Targeting Autoimmune Disorders: The Preclinical Profile of a Selective Anti-CD40 Monoclonal Antibody

The CD40-CD40L interaction is crucial in immune responses, making it a potential therapeutic target for autoimmune diseases. However, previous attempts to target this pathway have been hindered by thrombotic complications, and developing a potent CD40 antagonistic antibody has been challenging.

BI 655064 is a humanized anti-human CD40 monoclonal antibody (mAb) being developed to address autoimmune disorders. It is designed with a modified Fc region to eliminate effector functions. The antibody's binding affinity to CD40 on primary B cells was assessed using flow cytometry, and its ability to inhibit CD40L-induced B cell proliferation was measured in vitro.

BI 655064 effectively blocked CD40L-induced B cell proliferation and cytokine release in dendritic cells (DCs). It did not induce or augment platelet activation in vitro, which is a critical safety consideration given the thrombotic issues encountered in previous studies.

Pharmacokinetic and pharmacodynamic studies in cynomolgus monkeys showed complete blockade of ex vivo CD54 upregulation at doses above 1 mg/kg, corresponding to full target coverage on B cells. BI 655064 significantly impacted B cell function in a graft-versus-host disease (GvHD) model, where it abrogated human IgM and IgG responses. Furthermore, it inhibited immune responses in monkeys immunized with keyhole limpet hemocyanin (KLH), reducing germinal center size in various lymphoid tissues at doses of 5 mg/kg and above.

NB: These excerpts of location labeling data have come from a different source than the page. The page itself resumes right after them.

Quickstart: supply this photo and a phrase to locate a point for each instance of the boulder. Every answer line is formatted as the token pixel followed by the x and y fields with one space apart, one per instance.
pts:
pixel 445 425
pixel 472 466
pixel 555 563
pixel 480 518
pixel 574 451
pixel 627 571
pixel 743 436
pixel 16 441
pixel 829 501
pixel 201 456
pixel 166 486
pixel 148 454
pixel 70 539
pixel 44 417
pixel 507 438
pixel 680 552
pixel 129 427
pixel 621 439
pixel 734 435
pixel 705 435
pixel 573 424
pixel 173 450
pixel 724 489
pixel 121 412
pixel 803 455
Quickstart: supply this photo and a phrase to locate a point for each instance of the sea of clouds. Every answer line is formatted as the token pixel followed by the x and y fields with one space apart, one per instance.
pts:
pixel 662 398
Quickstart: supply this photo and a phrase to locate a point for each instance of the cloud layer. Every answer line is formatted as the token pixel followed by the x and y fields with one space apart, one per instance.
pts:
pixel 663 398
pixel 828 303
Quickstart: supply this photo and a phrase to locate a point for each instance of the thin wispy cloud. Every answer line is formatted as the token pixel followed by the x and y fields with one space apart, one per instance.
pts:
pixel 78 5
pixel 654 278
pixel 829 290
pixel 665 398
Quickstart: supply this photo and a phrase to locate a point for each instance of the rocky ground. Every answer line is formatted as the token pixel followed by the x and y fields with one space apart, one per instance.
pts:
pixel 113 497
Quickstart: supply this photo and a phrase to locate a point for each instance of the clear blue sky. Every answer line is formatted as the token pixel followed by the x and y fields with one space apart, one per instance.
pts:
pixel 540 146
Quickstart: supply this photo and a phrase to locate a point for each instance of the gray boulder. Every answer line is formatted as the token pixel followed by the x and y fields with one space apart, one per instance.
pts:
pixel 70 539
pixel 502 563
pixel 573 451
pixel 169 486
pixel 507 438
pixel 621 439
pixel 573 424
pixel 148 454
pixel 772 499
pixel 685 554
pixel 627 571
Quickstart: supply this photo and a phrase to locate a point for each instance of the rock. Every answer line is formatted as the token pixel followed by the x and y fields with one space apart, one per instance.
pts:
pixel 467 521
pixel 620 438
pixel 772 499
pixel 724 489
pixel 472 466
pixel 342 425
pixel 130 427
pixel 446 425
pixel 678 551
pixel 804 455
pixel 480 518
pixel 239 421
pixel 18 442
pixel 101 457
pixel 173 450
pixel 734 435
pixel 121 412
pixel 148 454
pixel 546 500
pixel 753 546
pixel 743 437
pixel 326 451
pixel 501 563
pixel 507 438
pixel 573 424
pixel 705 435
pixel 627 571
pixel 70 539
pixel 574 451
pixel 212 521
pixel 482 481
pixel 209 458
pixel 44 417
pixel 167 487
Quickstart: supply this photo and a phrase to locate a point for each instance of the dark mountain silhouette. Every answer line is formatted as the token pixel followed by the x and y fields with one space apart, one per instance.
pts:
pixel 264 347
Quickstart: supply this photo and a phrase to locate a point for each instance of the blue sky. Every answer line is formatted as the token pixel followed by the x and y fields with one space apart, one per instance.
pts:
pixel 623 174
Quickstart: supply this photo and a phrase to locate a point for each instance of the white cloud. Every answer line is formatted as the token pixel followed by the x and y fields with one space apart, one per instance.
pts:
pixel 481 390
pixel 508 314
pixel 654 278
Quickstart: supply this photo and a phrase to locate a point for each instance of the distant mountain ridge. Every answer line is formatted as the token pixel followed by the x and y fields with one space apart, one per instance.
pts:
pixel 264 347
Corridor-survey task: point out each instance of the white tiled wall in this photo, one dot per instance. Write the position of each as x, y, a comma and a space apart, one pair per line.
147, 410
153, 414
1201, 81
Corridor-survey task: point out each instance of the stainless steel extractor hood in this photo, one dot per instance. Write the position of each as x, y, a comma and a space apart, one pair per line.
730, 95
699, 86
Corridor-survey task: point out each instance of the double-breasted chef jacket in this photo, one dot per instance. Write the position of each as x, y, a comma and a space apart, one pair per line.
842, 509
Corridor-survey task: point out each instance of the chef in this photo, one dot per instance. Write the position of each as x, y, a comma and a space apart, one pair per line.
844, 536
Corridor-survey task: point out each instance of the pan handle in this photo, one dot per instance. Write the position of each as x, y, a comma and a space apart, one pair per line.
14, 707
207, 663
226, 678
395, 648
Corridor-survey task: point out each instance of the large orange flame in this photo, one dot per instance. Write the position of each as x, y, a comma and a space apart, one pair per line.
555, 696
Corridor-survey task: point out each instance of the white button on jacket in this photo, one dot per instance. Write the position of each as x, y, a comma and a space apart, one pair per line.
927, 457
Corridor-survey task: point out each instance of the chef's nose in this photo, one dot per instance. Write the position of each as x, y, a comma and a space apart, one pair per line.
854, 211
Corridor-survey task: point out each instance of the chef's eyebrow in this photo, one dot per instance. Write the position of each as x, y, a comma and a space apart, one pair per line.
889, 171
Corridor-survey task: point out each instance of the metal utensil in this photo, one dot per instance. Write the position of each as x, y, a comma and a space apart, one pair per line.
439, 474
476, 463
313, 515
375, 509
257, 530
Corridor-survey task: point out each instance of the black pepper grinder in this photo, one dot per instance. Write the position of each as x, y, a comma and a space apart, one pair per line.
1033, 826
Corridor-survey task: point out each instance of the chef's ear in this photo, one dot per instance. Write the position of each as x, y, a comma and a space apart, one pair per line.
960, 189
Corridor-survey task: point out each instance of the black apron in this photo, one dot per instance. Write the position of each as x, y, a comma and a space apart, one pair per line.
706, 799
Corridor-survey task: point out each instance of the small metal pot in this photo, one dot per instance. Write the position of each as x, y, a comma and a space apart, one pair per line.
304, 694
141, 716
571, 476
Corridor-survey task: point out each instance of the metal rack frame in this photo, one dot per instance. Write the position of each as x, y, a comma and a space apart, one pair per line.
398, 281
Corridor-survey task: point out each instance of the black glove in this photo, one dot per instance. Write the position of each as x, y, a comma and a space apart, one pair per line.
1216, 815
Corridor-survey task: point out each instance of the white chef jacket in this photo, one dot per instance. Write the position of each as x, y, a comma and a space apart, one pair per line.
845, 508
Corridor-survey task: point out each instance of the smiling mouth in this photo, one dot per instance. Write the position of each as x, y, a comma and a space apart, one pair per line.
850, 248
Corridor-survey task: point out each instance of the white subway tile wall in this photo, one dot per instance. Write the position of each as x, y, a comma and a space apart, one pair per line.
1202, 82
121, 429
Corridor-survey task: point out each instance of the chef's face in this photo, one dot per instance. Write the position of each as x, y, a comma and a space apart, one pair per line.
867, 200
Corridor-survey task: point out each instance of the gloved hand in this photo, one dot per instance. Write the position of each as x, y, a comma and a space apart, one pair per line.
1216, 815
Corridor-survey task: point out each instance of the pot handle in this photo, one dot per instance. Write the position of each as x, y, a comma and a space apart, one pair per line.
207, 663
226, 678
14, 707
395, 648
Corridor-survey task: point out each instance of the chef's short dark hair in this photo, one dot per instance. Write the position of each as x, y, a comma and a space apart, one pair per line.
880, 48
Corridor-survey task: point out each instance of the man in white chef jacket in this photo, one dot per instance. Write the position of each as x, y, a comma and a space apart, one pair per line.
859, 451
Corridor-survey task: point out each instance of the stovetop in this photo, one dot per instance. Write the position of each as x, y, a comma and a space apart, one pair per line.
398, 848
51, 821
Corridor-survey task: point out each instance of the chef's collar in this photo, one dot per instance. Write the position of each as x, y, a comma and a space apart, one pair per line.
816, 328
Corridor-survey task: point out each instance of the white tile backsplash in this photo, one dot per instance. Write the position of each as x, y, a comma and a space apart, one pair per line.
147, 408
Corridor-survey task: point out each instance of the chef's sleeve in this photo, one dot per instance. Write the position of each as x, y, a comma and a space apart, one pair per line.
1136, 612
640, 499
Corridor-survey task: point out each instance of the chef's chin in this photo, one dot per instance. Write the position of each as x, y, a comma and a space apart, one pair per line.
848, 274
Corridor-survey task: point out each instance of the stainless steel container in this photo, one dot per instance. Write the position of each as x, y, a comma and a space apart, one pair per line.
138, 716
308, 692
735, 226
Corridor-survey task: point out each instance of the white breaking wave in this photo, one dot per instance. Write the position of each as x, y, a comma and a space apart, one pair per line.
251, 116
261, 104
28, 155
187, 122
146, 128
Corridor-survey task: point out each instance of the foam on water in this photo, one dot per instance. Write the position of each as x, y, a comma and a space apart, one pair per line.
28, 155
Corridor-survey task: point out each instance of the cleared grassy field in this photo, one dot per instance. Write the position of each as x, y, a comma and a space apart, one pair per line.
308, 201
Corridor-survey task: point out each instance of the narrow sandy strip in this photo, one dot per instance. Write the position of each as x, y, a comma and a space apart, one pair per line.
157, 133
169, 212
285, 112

Importantly, BI 655064 showed no effects on platelet activation or aggregation in the monkeys. These findings indicate that BI 655064 is a promising antagonistic anti-CD40 mAb with potential for treating autoimmune disorders, demonstrating both in vitro and in vivo activity at clinically relevant doses without inducing thrombotic complications. It is now being prepared for human clinical trials to evaluate its safety and efficacy.